IEEE/ACM Trans Comput Biol Bioinform. 2018 Jan-Feb;15(1):117-128. doi: 10.1109/TCBB.2016.2620143. Epub 2016 Oct 21.
Entropy, being closely related to repetitiveness and compressibility, is a widely used information-related measure to assess the degree of predictability of a sequence.

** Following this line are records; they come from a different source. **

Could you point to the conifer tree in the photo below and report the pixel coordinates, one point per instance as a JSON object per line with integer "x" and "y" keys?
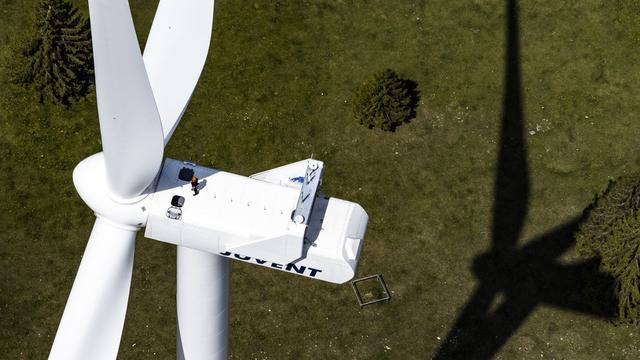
{"x": 611, "y": 230}
{"x": 58, "y": 59}
{"x": 384, "y": 101}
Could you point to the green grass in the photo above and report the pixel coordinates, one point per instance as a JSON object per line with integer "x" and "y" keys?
{"x": 276, "y": 89}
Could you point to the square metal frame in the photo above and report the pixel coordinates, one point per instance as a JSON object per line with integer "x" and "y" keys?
{"x": 382, "y": 284}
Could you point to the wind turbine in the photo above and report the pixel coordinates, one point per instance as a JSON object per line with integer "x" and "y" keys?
{"x": 277, "y": 218}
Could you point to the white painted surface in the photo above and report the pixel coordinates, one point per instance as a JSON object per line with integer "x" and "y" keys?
{"x": 130, "y": 126}
{"x": 203, "y": 305}
{"x": 175, "y": 54}
{"x": 93, "y": 319}
{"x": 89, "y": 178}
{"x": 290, "y": 175}
{"x": 250, "y": 220}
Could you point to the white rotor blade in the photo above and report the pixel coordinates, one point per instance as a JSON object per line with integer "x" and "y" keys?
{"x": 93, "y": 319}
{"x": 130, "y": 126}
{"x": 175, "y": 53}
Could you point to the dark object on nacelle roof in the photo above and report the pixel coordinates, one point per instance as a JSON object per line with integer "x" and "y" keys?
{"x": 177, "y": 201}
{"x": 185, "y": 174}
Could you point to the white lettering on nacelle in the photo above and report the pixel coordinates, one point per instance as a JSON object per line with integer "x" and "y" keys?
{"x": 293, "y": 268}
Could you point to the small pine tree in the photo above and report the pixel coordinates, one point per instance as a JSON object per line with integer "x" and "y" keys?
{"x": 384, "y": 101}
{"x": 58, "y": 58}
{"x": 611, "y": 230}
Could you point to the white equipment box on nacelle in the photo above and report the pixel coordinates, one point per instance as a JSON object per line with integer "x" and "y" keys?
{"x": 266, "y": 219}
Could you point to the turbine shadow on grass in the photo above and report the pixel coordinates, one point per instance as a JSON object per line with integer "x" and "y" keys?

Entropic profiles are based on information theory principles, and can be used to study the under-/over-representation of subwords, by also providing information about the scale of conserved DNA regions. Here, we focus on the algorithmic aspects related to entropic profiles. In particular, we propose linear time algorithms for their computation that rely on suffix-based data structures, more specifically on the truncated suffix tree (TST) and on the enhanced suffix array (ESA). We performed an extensive experimental campaign showing that our algorithms, beside being faster, make it possible the analysis of longer sequences, even for high degrees of resolution, than state of the art algorithms.
熵与重复性和可压缩性密切相关,是一种广泛用于评估序列可预测程度的与信息相关的度量。熵谱基于信息论原理,可用于研究子词的欠/过表示,同时还提供有关保守 DNA 区域规模的信息。在这里,我们专注于与熵谱相关的算法方面。特别是,我们提出了基于后缀的基于数据结构的线性时间算法,更具体地说,是基于截断后缀树(TST)和增强后缀数组(ESA)。我们进行了广泛的实验活动,表明我们的算法不仅更快,而且可以分析更长的序列,即使对于更高的分辨率,也比最先进的算法能够实现。